Het opschrift van artikel 4 komt te luiden: Overgangsbepaling bijzondere bijstand.

B

Onder vernummering van de artikelen 5 en 6 tot 6 en 7 wordt na artikel 4 een artikel ingevoegd, luidende:

Artikel 5

Overgangsbepaling reïntegratie

In afwijking van artikel 69, eerste lid, onderdeel a, van de Wet werk en bijstand kan het college de uitkering, bedoeld in dat onderdeel, tot 1 januari 2009 ook besteden aan personen die op de peildatum een dienstbetrekking als bedoeld in artikel4 van de Wet inschakeling werkzoekenden, een arbeidsovereenkomst als bedoeld in artikel 5, eerste lid, van die wet of een dienstbetrekking als bedoeld in artikel 6 van het Besluit in- en doorstroombanen hadden, en die hun woonplaats in een andere gemeente hebben.

Artikel II

Inwerkingtreding

Deze regeling treedt in werking met ingang van de tweede dag na de dagtekening van de Staatscourant waarin zij wordt geplaatst en werkt terug tot en met 1 januari 2004.

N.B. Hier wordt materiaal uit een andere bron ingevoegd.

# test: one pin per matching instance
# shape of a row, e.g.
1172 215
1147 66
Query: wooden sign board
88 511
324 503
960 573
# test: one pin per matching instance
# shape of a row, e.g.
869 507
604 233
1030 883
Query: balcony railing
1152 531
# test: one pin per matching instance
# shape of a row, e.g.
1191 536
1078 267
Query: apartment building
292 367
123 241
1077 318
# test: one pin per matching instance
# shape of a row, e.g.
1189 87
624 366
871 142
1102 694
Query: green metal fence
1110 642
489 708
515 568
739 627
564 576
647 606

Deze regeling zal met de toelichting in de Staatscourant worden geplaatst.

Den Haag, 12 maart 2004.
De Staatssecretaris van Sociale Zaken en Werkgelegenheid, M. Rutte.

Toelichting

Op grond van de Wet werk en bijstand (WWB) kan het college uitsluitend reïntegratievoorzieningen inzetten ten behoeve van degenen die hun woonplaats hebben in de gemeente: het territorialiteitsbeginsel. Dit volgt uit:

– artikel 69, eerste lid, onderdeel a: het werkdeel is bestemd voor voorzieningen als bedoeld in artikel 7, eerste lid, onderdeel a;

– artikel 7, eerste lid, onderdeel a: het college is verantwoordelijk voor de reïntegratie(voorzieningen);

– artikel 1, onderdeel b: het college is het college, bedoeld in artikel 40, eerste lid;

– artikel 40, eerste lid: het recht op bijstand geldt jegens het college van de gemeente waar de belanghebbende woont;

– artikel 10, derde lid: artikel 40, eerste lid, is van overeenkomstige toepassing op de aanspraak op ondersteuning en voorzieningen.

Voor het Besluit in- en doorstroombanen gold deze beperking niet. Ook in het kader van de Wet inschakeling werkzoekenden (WIW) was het in specifieke gevallen mogelijk af te wijken van het territorialiteitsbeginsel.

Gemeenten hebben in het verleden gebruik gemaakt van de mogelijkheid om een subsidierelatie aan te gaan met ID-werkgevers waar niet alleen eigen inwoners werkzaam zijn (hierna buitensteedse ID’ers). Gemeenten die dit hebben gedaan, krijgen ook nu nog budget voor deze buitensteedse ID’ers, omdat de verdeling van het werkdeel van de WWB een overgangsregeling kent die is gebaseerd op historische gronden. Een van die gronden is het aantal ID-banen dat gemeenten in het verleden hebben gerealiseerd, ongeacht of op die ID-baan een eigen inwoner werkzaam is. Daarmee sluit de verdeelsystematiek nog niet volledig aan op het territorialiteitsbeginsel en kunnen ongewenste invoeringseffecten ontstaan. Gemeenten kunnen zich gedwongen achten de subsidie voor hun buitensteedse ID’ers te beëindigen, waardoor risico op gedwongen ontslag toeneemt.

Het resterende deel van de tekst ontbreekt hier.